A capitalist's manifesto for corporate reform

By David Ignatius

The Washington Post

“Evolve or die,” wrote hedge-fund billionaire Ray Dalio in a manifesto published in April titled “Why and How Capitalism Needs to be Reformed.” With each passing month, more business executives have been joining this unlikely crusade to save capitalism from itself.

The loudest reform call yet from inside the system came this week from the Business Roundtable, which represents the chief executives of 192 of the nation’s largest companies. Most of its members signed a statement declaring that making profits for shareholders isn’t a corporation’s sole responsibility.

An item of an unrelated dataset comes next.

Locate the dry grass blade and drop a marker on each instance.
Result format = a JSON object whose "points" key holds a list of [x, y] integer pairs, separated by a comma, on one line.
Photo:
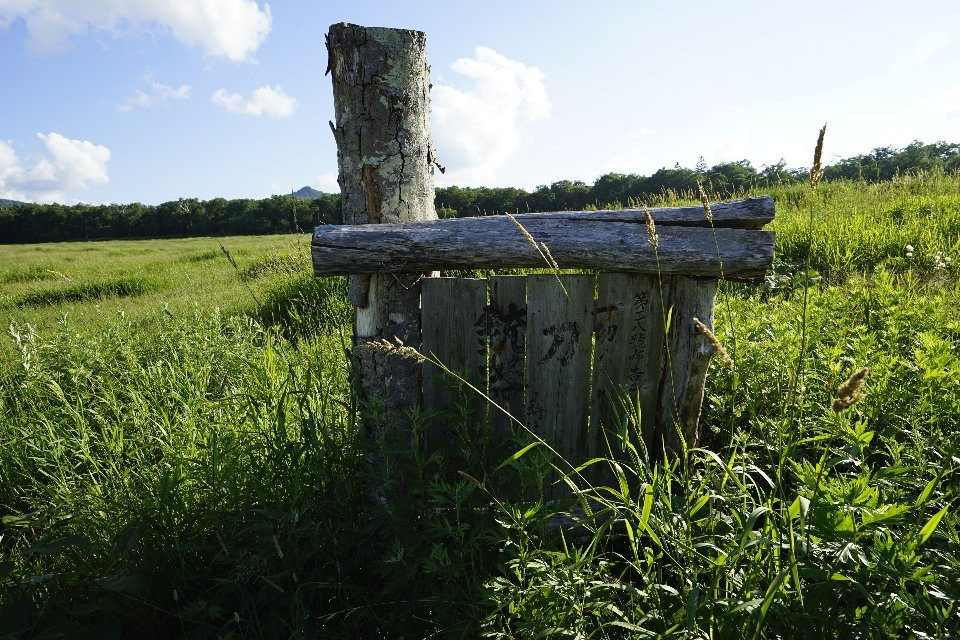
{"points": [[651, 229], [543, 250]]}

Instead, companies have a broader mission to serve customers, employees, suppliers and communities, too, the statement said.

Jamie Dimon, the chief executive officer of JPMorgan Chase and chairman of the Roundtable, led the signers who agreed: “Many Americans are struggling. Too often hard work is not rewarded.” Dimon had earlier warned in this year’s annual letter to his company’s shareholders that the American dream was “fraying for many” because of stagnant wages and income inequality.

Business leaders seem to recognize the crisis: The system isn’t delivering. President Trump’s election reflects a populist rage that threatens America’s future prosperity and stability.

Many progressives have responded cynically to the billionaires’ revolt. Dalio, after all, founded Bridgewater Associates, one of the world’s biggest hedge funds, and Dimon runs America’s biggest bank. Talk is cheap, critics argue, and if these CEOs really feel the system is in trouble, they should reduce their own pay and give more to their workers and communities.

The skepticism is understandable, but it misses the larger political point: Corporate America fears the system is failing. As Dalio wrote, this is an “existential” moment. The guardians of capitalism seem to realize that they must respond to right-wing populists and left-wing progressives alike or face a worsening political crisis that is already hobbling the country.